Historical Background
What student of American history has not heard of Geronimo, famous warrior of the Chiricahua Apache Indians? When, in 1886, Geronimo and his band finally surrendered to United States soldiers, there ended one of the most stubborn phases of aboriginal resistance to white domination. The Chiricahua Mountains and their neighboring ranges were the ancestral home of the nomadic Apache Indians. Living mainly on wild animals and native plants, these resourceful people moved from place to place depending upon the requirements of the season and the supply of food. Occasionally they raided the farmer Indians of the desert valleys, and with the coming of the Spaniards, they found increased incentive to pillage the European cattle, horses, and grains introduced by the white men.
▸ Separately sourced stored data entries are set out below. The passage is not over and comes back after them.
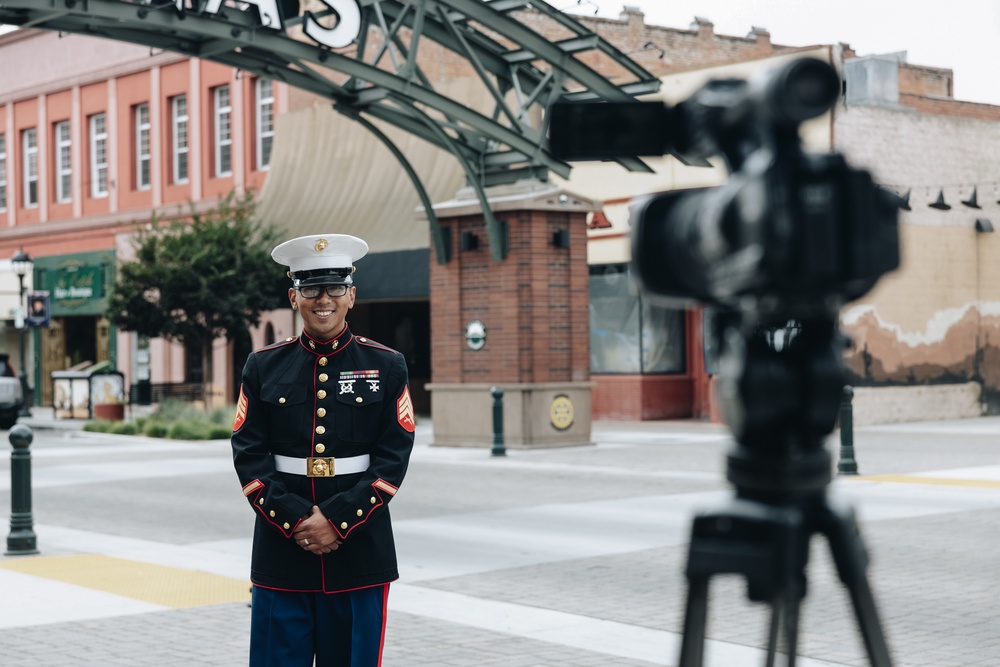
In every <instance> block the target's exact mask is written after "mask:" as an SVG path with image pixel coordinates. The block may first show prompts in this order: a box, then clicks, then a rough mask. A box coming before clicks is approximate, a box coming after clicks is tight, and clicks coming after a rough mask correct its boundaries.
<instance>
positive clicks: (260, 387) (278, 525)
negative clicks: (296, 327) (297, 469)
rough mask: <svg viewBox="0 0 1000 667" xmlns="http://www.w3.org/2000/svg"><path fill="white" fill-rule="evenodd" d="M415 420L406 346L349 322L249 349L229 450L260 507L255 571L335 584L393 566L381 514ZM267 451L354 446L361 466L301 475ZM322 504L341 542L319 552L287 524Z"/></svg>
mask: <svg viewBox="0 0 1000 667" xmlns="http://www.w3.org/2000/svg"><path fill="white" fill-rule="evenodd" d="M414 427H415V422H414V415H413V407H412V403H411V401H410V393H409V389H408V387H407V373H406V362H405V361H404V360H403V356H402V355H401V354H400V353H398V352H396V351H395V350H392V349H390V348H388V347H385V346H384V345H380V344H378V343H376V342H374V341H372V340H369V339H367V338H365V337H362V336H354V335H352V334H351V332H350V329H349V328H346V327H345V329H344V331H343V332H342V333H341V334H340V335H339V336H337V337H336V338H335V339H333V340H330V341H325V342H321V341H316V340H313V339H311V338H310V337H309V336H307V335H306V334H305V333H303V334H302V335H301V336H299V337H297V338H290V339H288V340H286V341H284V342H281V343H276V344H274V345H271V346H269V347H266V348H264V349H262V350H258V351H257V352H254V353H253V354H252V355H250V358H249V359H248V360H247V363H246V366H245V367H244V369H243V384H242V387H241V390H240V399H239V404H238V405H237V414H236V420H235V421H234V423H233V438H232V444H233V460H234V463H235V466H236V472H237V474H238V475H239V478H240V483H241V484H242V485H243V494H244V495H245V496H246V498H247V500H248V501H249V502H250V505H251V506H252V507H253V508H254V510H255V511H256V513H257V523H256V526H255V528H254V540H253V559H252V566H251V580H252V581H253V583H254V584H255V585H258V586H264V587H267V588H273V589H279V590H288V591H322V592H326V593H334V592H339V591H345V590H350V589H355V588H363V587H367V586H374V585H378V584H383V583H386V582H389V581H393V580H395V579H396V578H398V576H399V575H398V571H397V566H396V550H395V545H394V543H393V537H392V526H391V523H390V520H389V501H390V500H392V497H393V496H394V495H395V493H396V490H397V489H398V488H399V485H400V483H401V482H402V481H403V475H404V474H405V473H406V466H407V463H408V461H409V457H410V451H411V450H412V448H413V431H414ZM272 454H281V455H284V456H292V457H296V458H300V459H305V458H306V457H311V456H323V457H353V456H358V455H361V454H369V455H370V457H371V463H370V465H369V467H368V469H367V470H366V471H365V472H360V473H351V474H345V475H339V474H338V475H336V476H334V477H306V476H305V475H296V474H290V473H284V472H279V471H277V470H276V469H275V463H274V458H273V456H272ZM313 505H317V506H319V508H320V510H321V511H322V512H323V515H324V516H325V517H326V518H327V520H329V521H330V523H331V525H332V526H333V528H334V530H335V531H336V533H337V535H338V536H339V537H340V539H341V540H343V544H342V545H341V546H340V548H339V549H338V550H337V551H333V552H331V553H329V554H326V555H323V556H318V555H315V554H311V553H309V552H307V551H305V550H304V549H302V548H301V547H299V546H298V544H297V543H296V542H295V540H294V539H293V537H292V533H293V531H294V530H295V527H296V526H297V525H298V523H299V522H300V521H301V520H302V519H303V518H305V517H306V516H307V515H308V514H309V512H310V510H311V508H312V506H313Z"/></svg>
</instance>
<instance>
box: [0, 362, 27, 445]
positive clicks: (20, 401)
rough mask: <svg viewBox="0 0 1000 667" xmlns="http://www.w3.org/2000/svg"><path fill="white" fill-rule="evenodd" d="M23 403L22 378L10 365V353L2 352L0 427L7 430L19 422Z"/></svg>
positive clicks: (0, 386) (0, 390) (0, 371)
mask: <svg viewBox="0 0 1000 667" xmlns="http://www.w3.org/2000/svg"><path fill="white" fill-rule="evenodd" d="M23 405H24V393H23V392H22V391H21V380H20V379H19V378H18V377H17V373H15V372H14V367H13V366H11V365H10V355H9V354H7V353H5V352H0V429H4V430H7V429H9V428H11V427H12V426H14V424H15V423H17V415H18V413H20V412H21V408H22V407H23Z"/></svg>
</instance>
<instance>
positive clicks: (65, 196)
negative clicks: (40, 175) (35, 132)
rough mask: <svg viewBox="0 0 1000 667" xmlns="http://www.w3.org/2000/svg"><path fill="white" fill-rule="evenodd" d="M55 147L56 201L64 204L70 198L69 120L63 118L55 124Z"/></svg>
mask: <svg viewBox="0 0 1000 667" xmlns="http://www.w3.org/2000/svg"><path fill="white" fill-rule="evenodd" d="M54 134H55V141H54V142H53V143H54V144H55V148H56V159H55V163H56V201H57V202H58V203H60V204H65V203H66V202H68V201H70V200H71V199H72V196H71V193H72V187H73V183H72V180H73V179H72V177H73V161H72V147H73V145H72V142H71V141H70V137H69V121H68V120H63V121H60V122H58V123H56V126H55V133H54Z"/></svg>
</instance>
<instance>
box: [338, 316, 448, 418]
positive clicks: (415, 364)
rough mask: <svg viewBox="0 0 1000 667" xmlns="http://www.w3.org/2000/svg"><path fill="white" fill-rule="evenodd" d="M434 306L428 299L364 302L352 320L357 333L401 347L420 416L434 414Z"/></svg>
mask: <svg viewBox="0 0 1000 667" xmlns="http://www.w3.org/2000/svg"><path fill="white" fill-rule="evenodd" d="M430 311H431V306H430V302H428V301H393V302H378V303H361V302H359V303H358V304H357V305H355V306H354V310H352V311H351V315H350V317H349V318H348V321H349V323H350V325H351V331H352V332H353V333H354V334H355V335H359V336H368V337H370V338H372V339H373V340H376V341H378V342H379V343H382V344H383V345H388V346H389V347H391V348H393V349H394V350H398V351H399V352H400V353H402V355H403V356H404V357H405V358H406V366H407V370H408V371H409V374H410V397H411V398H412V399H413V409H414V410H415V411H416V413H417V414H418V415H423V416H427V415H429V414H430V413H431V400H430V393H429V392H428V391H427V387H426V385H427V383H428V382H430V381H431V318H430Z"/></svg>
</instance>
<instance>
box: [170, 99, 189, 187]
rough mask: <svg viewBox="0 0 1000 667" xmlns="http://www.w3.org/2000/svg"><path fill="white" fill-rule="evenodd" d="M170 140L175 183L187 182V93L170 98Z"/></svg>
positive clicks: (187, 171) (187, 131)
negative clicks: (171, 147)
mask: <svg viewBox="0 0 1000 667" xmlns="http://www.w3.org/2000/svg"><path fill="white" fill-rule="evenodd" d="M170 134H171V136H170V140H171V147H172V149H171V150H172V152H171V157H172V160H173V174H172V176H173V178H172V182H173V183H175V184H179V183H187V179H188V170H187V167H188V164H187V163H188V115H187V95H178V96H177V97H172V98H170Z"/></svg>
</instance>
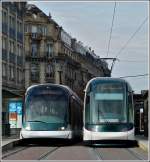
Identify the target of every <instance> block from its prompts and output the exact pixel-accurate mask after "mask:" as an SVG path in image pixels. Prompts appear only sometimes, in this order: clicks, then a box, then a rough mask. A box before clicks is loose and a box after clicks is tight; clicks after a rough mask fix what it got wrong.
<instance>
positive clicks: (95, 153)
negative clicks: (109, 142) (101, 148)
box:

Stolen horses greatly increased the power and widened the range of Indian activities, and the southeastern corner of what is now Arizona became an Apache stronghold. With the Gadsden Purchase in 1853 and the opening of settlement of the region to United States citizens, the Apache raiders became more and more a hazard. United States troops were dispatched to the Southwest to protect settlers, prospectors, travelers, and the mail- and passenger-carrying stages of the Butterfield Route which were often attacked. Cavalry camps and bases were established. One of the most famous of these, Fort Bowie, established in 1862, commanded strategic Apache Pass at the end of the Chiricahua Mountains, north of the monument. From 1860 until 1872, the Chiricahua Apaches under the leadership of the wily Cochise matched the strategy of the soldiers.
In 1876, the Chiricahua Apaches were finally rounded up and placed on a reservation, but hostilities continued to flare up when bands left the reservation to attack travelers and pillage isolated ranches. Geronimo, who was the most persistent and cunning of the leaders, was captured in 1886. This ended the organized resistance of the Chiricahua Apaches, but “Big Foot” Massai staged several one-man escapades in later years. Cochise Head, just north of the monument, and Massai Point and Massai Canyon, within its boundaries, immortalize the names of two of the famous Apaches of the Chiricahua group.